Вначале нужно напомнить о самом значении слова «секулярность», о том, как и в связи с чем слово появляется, но не о начале его исторического функционирования (об этом нам напомнил Андреа Симончини), а о том, откуда это слово вообще берется.

Корень слова «секулярность» — это слово «saeculum» — «век». Оно, кстати, одновременно значило «род» и «пол», очевидно принадлежащие «веку сему» и исчезающие в христианстве, поскольку единственная черта, известная нам о жизни будущего века – это «не женятся и замуж не выходят»: «…чада века сего женятся и выходят замуж; а сподобившиеся достигнуть того века и воскресения из мертвых ни женятся, ни замуж не выходят, и умереть уже не могут, ибо они равны Ангелам и суть сыны Божие, будучи сынами воскресения» (Лк. 20, 33-36) (то, что это единственное, что нам известно о нашей жизни в преображенном состоянии, будет настойчиво подчеркивать Ф.М. Достоевский в знаменитой черновой записи «Маша лежит на столе…» ((Достоевский Ф.М. Полное собрание сочинений в 30 томах. Л., Наука, 1972–1990. Т. 20, с. 172-175.)) ).

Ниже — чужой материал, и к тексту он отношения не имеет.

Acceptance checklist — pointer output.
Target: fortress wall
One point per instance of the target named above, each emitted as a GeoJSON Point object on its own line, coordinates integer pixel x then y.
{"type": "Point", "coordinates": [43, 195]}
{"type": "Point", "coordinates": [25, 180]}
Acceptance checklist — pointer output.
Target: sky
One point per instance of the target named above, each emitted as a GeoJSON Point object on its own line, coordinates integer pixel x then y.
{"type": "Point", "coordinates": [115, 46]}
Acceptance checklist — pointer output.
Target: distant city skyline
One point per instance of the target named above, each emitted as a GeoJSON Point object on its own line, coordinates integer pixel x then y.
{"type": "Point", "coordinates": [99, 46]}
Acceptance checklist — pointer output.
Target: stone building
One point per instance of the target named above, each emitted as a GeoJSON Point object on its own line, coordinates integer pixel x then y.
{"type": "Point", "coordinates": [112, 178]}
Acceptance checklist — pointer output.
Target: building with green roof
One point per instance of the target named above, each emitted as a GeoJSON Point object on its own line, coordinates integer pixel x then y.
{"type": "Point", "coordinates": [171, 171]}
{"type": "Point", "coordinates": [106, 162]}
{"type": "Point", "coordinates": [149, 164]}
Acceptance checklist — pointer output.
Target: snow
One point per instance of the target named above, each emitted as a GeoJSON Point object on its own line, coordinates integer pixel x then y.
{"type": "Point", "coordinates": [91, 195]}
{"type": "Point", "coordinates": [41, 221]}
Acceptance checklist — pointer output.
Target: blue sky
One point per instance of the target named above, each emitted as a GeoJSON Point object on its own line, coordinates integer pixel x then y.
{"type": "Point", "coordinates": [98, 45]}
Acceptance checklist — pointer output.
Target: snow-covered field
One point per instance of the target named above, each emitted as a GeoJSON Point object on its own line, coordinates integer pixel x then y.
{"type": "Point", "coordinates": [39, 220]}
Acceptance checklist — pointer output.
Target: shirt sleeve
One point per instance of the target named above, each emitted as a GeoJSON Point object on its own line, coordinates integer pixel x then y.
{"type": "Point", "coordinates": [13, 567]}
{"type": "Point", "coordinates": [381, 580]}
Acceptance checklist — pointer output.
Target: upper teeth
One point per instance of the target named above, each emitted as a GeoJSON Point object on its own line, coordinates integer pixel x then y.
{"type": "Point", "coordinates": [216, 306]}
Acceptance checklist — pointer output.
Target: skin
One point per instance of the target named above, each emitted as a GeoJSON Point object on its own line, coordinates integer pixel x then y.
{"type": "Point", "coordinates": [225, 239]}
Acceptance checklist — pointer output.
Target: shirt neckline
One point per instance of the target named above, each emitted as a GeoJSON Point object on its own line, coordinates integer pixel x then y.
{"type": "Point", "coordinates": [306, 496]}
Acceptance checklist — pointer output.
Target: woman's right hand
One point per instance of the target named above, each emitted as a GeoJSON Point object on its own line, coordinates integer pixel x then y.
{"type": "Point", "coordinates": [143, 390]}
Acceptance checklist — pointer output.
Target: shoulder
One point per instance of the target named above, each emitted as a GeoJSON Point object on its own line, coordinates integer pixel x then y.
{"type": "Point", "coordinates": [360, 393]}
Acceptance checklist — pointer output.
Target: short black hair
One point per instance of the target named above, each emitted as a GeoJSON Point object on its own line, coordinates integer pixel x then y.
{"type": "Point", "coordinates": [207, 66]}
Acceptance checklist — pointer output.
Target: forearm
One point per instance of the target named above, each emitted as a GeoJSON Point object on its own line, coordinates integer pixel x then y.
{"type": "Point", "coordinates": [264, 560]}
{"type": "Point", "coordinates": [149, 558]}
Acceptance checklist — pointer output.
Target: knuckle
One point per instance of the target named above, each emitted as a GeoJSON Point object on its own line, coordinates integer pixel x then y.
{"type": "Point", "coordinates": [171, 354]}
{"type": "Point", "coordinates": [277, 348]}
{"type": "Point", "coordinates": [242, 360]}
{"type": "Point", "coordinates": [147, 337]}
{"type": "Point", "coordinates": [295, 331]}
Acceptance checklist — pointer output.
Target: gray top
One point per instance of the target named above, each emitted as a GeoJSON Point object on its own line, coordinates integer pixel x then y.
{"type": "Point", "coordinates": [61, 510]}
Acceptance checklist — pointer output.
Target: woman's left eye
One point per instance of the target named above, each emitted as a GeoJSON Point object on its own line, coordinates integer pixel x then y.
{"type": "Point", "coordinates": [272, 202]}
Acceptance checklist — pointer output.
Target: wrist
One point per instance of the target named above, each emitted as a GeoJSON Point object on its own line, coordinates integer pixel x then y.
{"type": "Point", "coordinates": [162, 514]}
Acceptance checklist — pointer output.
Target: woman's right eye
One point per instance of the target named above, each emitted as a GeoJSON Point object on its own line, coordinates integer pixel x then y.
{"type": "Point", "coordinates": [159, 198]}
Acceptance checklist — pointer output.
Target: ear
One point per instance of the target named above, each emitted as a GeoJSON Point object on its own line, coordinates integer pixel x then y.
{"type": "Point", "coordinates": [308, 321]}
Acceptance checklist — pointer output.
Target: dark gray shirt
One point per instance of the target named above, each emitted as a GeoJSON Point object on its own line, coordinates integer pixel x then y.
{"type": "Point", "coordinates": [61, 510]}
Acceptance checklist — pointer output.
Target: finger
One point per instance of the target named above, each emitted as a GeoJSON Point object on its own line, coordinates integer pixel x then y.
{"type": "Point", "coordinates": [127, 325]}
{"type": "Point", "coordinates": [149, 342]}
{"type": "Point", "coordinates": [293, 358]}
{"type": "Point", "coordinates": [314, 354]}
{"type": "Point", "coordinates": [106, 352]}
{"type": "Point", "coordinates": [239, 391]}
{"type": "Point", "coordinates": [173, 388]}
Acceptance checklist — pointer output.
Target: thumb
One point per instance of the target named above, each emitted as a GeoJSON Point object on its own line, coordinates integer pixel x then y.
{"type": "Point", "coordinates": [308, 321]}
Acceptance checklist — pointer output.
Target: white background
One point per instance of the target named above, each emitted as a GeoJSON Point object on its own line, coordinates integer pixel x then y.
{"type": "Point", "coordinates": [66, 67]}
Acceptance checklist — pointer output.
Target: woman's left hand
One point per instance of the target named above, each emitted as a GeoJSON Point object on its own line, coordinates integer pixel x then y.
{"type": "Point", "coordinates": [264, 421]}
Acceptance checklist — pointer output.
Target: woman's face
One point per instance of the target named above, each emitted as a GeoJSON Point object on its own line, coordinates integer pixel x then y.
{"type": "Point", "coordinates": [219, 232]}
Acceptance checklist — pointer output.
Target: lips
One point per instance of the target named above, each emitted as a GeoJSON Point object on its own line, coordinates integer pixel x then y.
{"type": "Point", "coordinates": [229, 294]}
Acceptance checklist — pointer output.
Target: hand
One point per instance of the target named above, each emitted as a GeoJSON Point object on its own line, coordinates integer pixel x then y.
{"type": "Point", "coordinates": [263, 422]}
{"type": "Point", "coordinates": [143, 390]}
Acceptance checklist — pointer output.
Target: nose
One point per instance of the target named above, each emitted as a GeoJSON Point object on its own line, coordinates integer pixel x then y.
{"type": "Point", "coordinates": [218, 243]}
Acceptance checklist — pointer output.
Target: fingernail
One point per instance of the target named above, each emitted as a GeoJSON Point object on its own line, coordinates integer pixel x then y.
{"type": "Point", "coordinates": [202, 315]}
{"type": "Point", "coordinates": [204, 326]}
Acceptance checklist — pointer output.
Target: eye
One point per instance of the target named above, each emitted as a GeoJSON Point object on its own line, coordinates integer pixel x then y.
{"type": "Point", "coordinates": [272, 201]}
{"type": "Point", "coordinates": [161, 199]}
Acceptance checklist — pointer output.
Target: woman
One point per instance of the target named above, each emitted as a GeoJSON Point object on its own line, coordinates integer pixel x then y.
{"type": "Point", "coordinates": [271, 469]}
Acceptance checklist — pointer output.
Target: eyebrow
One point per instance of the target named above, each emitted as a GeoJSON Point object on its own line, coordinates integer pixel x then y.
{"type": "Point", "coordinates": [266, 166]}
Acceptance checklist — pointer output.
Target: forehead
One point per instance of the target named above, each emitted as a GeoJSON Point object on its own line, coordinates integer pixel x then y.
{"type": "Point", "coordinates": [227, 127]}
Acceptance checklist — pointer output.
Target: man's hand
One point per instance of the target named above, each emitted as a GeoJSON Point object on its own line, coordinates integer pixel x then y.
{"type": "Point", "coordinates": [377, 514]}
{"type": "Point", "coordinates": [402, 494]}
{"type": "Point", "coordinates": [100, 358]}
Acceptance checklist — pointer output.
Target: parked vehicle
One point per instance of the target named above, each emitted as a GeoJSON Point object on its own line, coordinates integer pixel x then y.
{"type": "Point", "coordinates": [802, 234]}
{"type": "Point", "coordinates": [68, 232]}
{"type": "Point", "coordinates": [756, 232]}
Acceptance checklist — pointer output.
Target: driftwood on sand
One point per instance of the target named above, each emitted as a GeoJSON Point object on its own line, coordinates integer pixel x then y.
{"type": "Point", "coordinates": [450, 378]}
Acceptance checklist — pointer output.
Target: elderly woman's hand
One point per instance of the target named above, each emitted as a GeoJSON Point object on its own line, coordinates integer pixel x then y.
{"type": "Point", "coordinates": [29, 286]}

Это разделение на «сей век» и иное, истинно христианское, состояние вновь возникает в Послании Римлянам апостола Павла, в одном из самых знаменитых мест Нового завета, с которого, видимо, и нужно начать историю понятия «секулярность». С того момента, когда апостол говорит «Не сообразуйтесь с веком сим, но преобразуйтесь обновлением ума вашего, чтобы вам познавать, что есть воля Божия, благая, угодная и совершенная» (Рим. 12, 2).

Слово «сообразуйтесь» в греческом тексте имеет своим корнем «схима»/«схема» — внешнее навлечение на себя чуждого образа, а слово «преобразуйтесь» — «морфэ» — то есть изменение этого образа изнутри. То есть в первом случае нам предлагают не подстраиваться под сей век (напоминая, что мы изначально иного образа), а во втором случае нам предлагают преобразоваться в соответствии с чем-то, что не от века сего (не от рода и не от пола), обновив в себе тот изначальный образ. Нам предлагают преобразоваться в соответствии с вечностью.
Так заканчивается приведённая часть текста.